Cinquante trois ans nous séparent de la charte du GONG et nous n’avons pas à regretter d’avoir « renversé la table » en rompant  définitivement avec l’assimilationniste infiltré dans le camp des autonomistes. Et, quel réconfort quand un anthropologue qui a été au premier rang dans la genèse du mémorial Acte m’explique que notre prise de position courageuse au sein du GONG a ouvert la voie à des actes et entreprises de première importance en Guadeloupe.

Ce fut un moment fondateur qui a permis l’affirmation de l’identité Guadeloupéenne Le peuple et la nation sont devenus des notions évidentes.

Le mémorial acte aurait été impensable il y a 60 ans ! (Avant l’irruption du GONG)

Mais pouvions nous prévoir le rôle d’internet et des mouvements sociaux ? Ces techniques de communication ont joué un rôle capital dans la défaite de Lurel. On a ainsi  rejeté la profonde aliénation assimilationniste du personnage. Je ne pense pas être seul à estimer impensable que Ary Chalus écrive un équivalent du torchon assimilationniste qu’est la « Lettre à mes amis de l’hexagone » pondu par Lurel. L’ancrage d’Ary Chalus au cœur du pays nous laisse espérer une démarche authentique qui suivra fidèlement les pistes déjà tracées vers le dépassement de l’aliénation post 1848.
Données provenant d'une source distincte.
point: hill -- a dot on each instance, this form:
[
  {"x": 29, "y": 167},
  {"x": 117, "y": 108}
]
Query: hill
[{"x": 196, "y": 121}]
En décembre 2015, nous pouvons brosser le tableau suivant de la situation politique en Guadeloupe :

Une porte s’ouvre pour accéder à une autre Guadeloupe ouverte à la démarche d’exister pour elle même. Parmi les écueils qui nous attendent, il faut prendre au sérieux les divisions qui traversent l’ensemble des tendances de la mouvance patriotique.    

R. Chaufrein

 

 Notes de CCN

  • Qualistat-barometre notoriété/confiance mai 2016
  • KSG :Kolektif Pou Sové Gwadloup : groupe  e  patriotes   ex membres d e l’UPLG, de l’UGTG, de l’ex UTA, de l’UPG,  de Bijengwa, du PTG Qui de plusieurs années oeuvrent pour tenter de rassembler les patriotes dispersés. Ses militants  ne sont opposés aux élections
  • FKNG ! Fos pou Konstwui Nasyon Gwadloup : Organisation politique nationaliste  radicale  crée en 2010, Opposée a toute participation aux  élections dans le cadre actuel
  • Karesol  Otorité Politik Gwadloup . créée en  octobre 2015  par des  militants  du CIPN, du FKNG ! et autres  se considère  l’embryon d’ un futur  gouvernement provisoire
  • Mouvman Nomn :  Créée en 2002 ,organisation politique patriotique  radicale très proche de l’UGTG et membre du LKP depuis  2009  prône l’abstention aux élections dans le cadre actuel
  • LKP  groupe  d’organisation syndicales, associatives et politiques :existe depuis  fin 2008  a tenu son 1er congrès  en 2015.